The markets did dip,
Buyers did flip,
And folk began chucking up the sponge. https://t.co/2vaeUOgqXf— LunarCrush Social Developments (@LunarCrush) September 15, 2023
One other occasion of promote strain would stop Bitcoin from recovering again to the $30,ok vary. Maybe it may even push it again to the decrease $20,ks.
However is there an opportunity that Bitcoin may keep away from extra draw back? Nicely, whales and institutional traders have been taking part, thus contributing to bullish momentum.
Are Bitcoin whales enjoying the market as soon as once more?
Bitcoin addresses holding at the very least 1,ok and 10,ok BTC pivoted on 11 September after beforehand contributing to promote strain. This confirmed the bullish whale exercise. Nonetheless, on this case, we ought to be establishing whether or not there may be incoming promote strain.

Supply: Glassnode
Regardless of the whale accumulation, realized cap stays low, which suggests a lot of the patrons that purchased BTC within the final 30 days are nonetheless not in revenue. In different phrases, there’s not a lot of an incentive to promote, therefore the potential draw back might be restricted.
In the meantime, the current return of confidence available in the market has been attracting a variety of new addresses. In keeping with the newest Glassnode alerts, the variety of new Bitcoin addresses simply reached a brand new 5-year excessive.
???? #Bitcoin $BTC Variety of New Addresses (7d MA) simply reached a 5-year excessive of 26,005.952
Earlier 5-year excessive of 25,964.494 was noticed on 09 January 2021
View metric:https://t.co/tDzY9Fl7QL pic.twitter.com/VcrO1v1pKH
— glassnode alerts (@glassnodealerts) September 15, 2023
The statement advised that the current resurgence of bullish momentum may be attracting a variety of retail traders. This might additionally spotlight a possible danger within the subsequent few days.
An unfavorable consequence in rates of interest may render retail merchants on the mercy of the whales. It’s because retail may present sufficient exit liquidity for the whales.

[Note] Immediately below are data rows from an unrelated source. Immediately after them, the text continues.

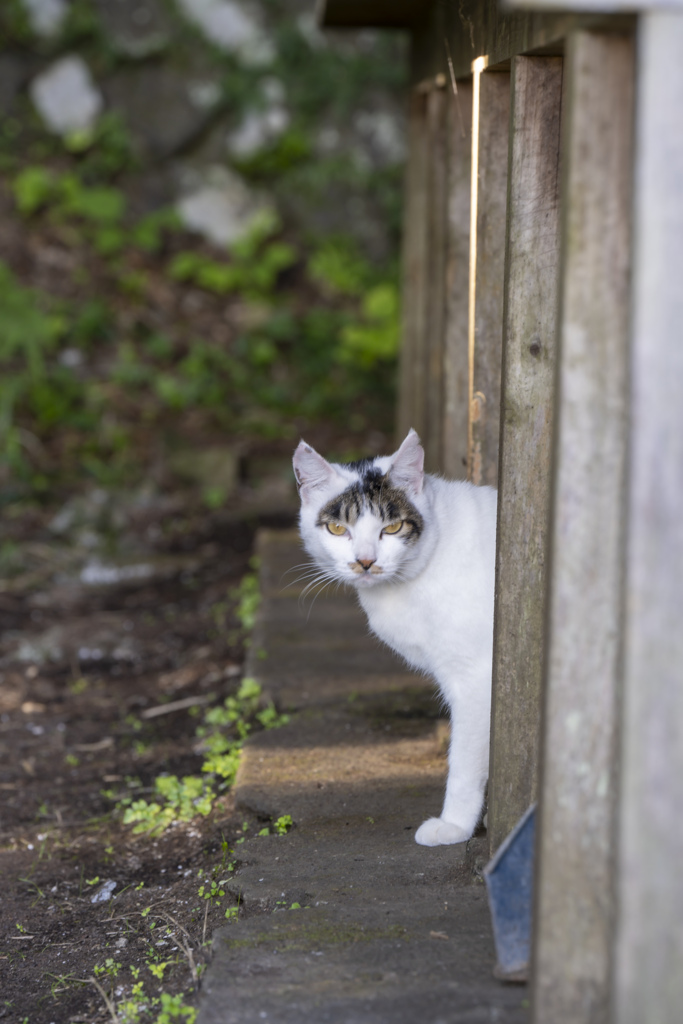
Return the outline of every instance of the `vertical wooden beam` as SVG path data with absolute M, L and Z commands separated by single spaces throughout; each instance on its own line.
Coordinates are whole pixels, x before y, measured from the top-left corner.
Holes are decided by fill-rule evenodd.
M 538 795 L 558 312 L 562 58 L 512 61 L 488 844 Z
M 617 1024 L 683 1013 L 683 12 L 640 17 Z
M 443 364 L 445 346 L 445 290 L 447 251 L 447 112 L 449 96 L 445 76 L 437 75 L 427 98 L 427 308 L 425 367 L 425 426 L 423 435 L 426 468 L 429 472 L 442 469 L 443 439 Z
M 408 167 L 401 254 L 402 324 L 398 379 L 397 434 L 411 427 L 424 434 L 425 339 L 428 291 L 429 155 L 427 90 L 414 89 L 408 128 Z
M 613 929 L 632 40 L 575 32 L 567 40 L 564 69 L 559 376 L 532 1021 L 603 1024 Z
M 442 469 L 451 479 L 467 473 L 469 357 L 467 348 L 470 188 L 472 176 L 472 81 L 457 83 L 449 104 L 449 201 L 446 322 L 443 362 Z
M 479 65 L 482 58 L 475 60 Z M 468 477 L 498 484 L 510 75 L 474 70 Z

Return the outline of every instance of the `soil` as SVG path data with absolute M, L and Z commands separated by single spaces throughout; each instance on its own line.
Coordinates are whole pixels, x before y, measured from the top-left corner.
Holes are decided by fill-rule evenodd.
M 233 588 L 256 524 L 180 498 L 131 507 L 117 546 L 126 556 L 110 554 L 109 571 L 56 543 L 47 513 L 5 523 L 32 567 L 0 591 L 3 1024 L 110 1020 L 105 995 L 130 993 L 135 969 L 147 997 L 183 992 L 191 1005 L 212 931 L 234 902 L 202 898 L 202 878 L 226 871 L 228 851 L 264 824 L 236 814 L 229 793 L 158 839 L 113 813 L 158 775 L 201 769 L 193 709 L 144 713 L 182 698 L 197 711 L 236 691 Z M 98 901 L 105 882 L 113 894 Z M 150 969 L 159 962 L 163 979 Z

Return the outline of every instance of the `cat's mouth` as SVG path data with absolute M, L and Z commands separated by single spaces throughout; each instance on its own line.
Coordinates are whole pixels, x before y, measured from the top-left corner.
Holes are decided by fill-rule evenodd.
M 358 562 L 349 562 L 349 568 L 353 573 L 349 583 L 354 587 L 374 587 L 376 584 L 385 583 L 387 574 L 381 565 L 370 565 L 368 567 Z

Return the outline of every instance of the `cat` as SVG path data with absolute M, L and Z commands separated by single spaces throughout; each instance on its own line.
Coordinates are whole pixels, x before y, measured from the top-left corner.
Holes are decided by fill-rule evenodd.
M 353 587 L 376 636 L 436 680 L 451 710 L 443 809 L 423 846 L 462 843 L 488 775 L 497 492 L 424 472 L 411 430 L 392 456 L 329 463 L 294 454 L 299 528 L 327 580 Z

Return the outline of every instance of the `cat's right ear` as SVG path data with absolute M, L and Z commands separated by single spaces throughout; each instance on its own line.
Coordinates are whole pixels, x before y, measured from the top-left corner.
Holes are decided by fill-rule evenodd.
M 425 450 L 413 428 L 398 451 L 391 456 L 389 479 L 410 494 L 419 495 L 425 475 Z
M 316 492 L 327 490 L 335 481 L 343 483 L 334 466 L 305 441 L 299 441 L 292 462 L 304 505 L 315 496 Z

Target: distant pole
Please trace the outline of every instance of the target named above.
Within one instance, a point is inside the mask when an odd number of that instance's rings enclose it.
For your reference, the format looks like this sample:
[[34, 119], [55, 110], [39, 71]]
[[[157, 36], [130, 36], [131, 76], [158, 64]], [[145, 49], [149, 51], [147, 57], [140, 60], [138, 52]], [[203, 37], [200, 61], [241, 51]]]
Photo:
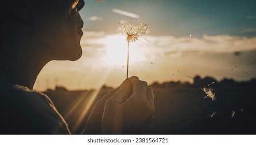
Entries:
[[48, 79], [46, 79], [46, 90], [49, 89], [49, 80]]
[[59, 86], [59, 79], [58, 78], [55, 78], [55, 89]]

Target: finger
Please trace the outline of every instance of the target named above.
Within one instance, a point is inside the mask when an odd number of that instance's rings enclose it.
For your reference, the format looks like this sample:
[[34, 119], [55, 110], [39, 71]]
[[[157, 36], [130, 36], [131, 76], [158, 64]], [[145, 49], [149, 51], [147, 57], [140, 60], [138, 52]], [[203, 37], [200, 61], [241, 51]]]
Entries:
[[130, 82], [132, 82], [131, 84], [134, 84], [131, 97], [135, 96], [146, 99], [147, 85], [146, 85], [146, 84], [143, 81], [139, 80], [130, 80]]
[[154, 115], [149, 116], [143, 123], [140, 124], [140, 133], [142, 133], [148, 126], [150, 125], [152, 122], [154, 121]]
[[96, 105], [94, 106], [94, 107], [93, 109], [93, 111], [94, 112], [103, 111], [106, 102], [110, 97], [111, 97], [113, 95], [113, 94], [115, 94], [117, 92], [117, 91], [118, 91], [120, 89], [120, 88], [121, 87], [121, 85], [122, 84], [121, 84], [120, 86], [119, 86], [117, 89], [113, 90], [110, 92], [108, 92], [107, 94], [105, 95], [104, 96], [103, 96], [101, 99], [100, 99], [96, 103]]
[[154, 95], [153, 90], [150, 87], [147, 87], [147, 100], [151, 105], [154, 105]]
[[132, 88], [127, 80], [124, 80], [120, 89], [113, 95], [111, 99], [117, 100], [119, 104], [122, 104], [132, 95]]
[[137, 77], [137, 76], [132, 76], [132, 77], [131, 77], [131, 78], [134, 78], [134, 79], [138, 79], [138, 80], [139, 80], [139, 78], [138, 78], [138, 77]]

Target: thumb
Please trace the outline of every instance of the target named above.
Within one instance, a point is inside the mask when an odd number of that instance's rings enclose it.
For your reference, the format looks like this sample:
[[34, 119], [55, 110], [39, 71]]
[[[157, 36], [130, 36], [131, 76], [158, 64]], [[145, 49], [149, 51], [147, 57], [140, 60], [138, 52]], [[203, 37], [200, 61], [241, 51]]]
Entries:
[[119, 104], [122, 104], [132, 95], [133, 88], [129, 81], [125, 80], [122, 83], [120, 89], [113, 95], [111, 99], [117, 101]]

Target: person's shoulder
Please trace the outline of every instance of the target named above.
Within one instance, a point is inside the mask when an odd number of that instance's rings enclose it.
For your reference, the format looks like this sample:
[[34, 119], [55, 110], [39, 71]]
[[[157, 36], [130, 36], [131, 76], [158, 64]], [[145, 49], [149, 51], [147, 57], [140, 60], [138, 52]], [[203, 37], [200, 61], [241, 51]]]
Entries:
[[[8, 126], [0, 128], [6, 134], [68, 133], [66, 123], [49, 97], [26, 87], [0, 82], [0, 122]], [[66, 132], [58, 132], [60, 129]]]

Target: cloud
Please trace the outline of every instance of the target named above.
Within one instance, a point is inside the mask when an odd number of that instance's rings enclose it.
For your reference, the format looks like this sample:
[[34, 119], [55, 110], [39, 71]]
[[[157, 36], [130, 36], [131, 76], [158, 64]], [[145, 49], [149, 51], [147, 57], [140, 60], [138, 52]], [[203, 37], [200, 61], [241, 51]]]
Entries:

Learn Bitcoin’s [BTC] Value Prediction 2023-2024
If the above consequence happens, then there’s a risk that Bitcoin may hand over current positive factors regardless of the current bullish divergence. Then again, additionally it is potential that a lot of the promote strain is already priced in.
If that’s the case, traders ought to count on a restricted draw back, probably adopted by accumulation as whales reap the benefits of the low cost.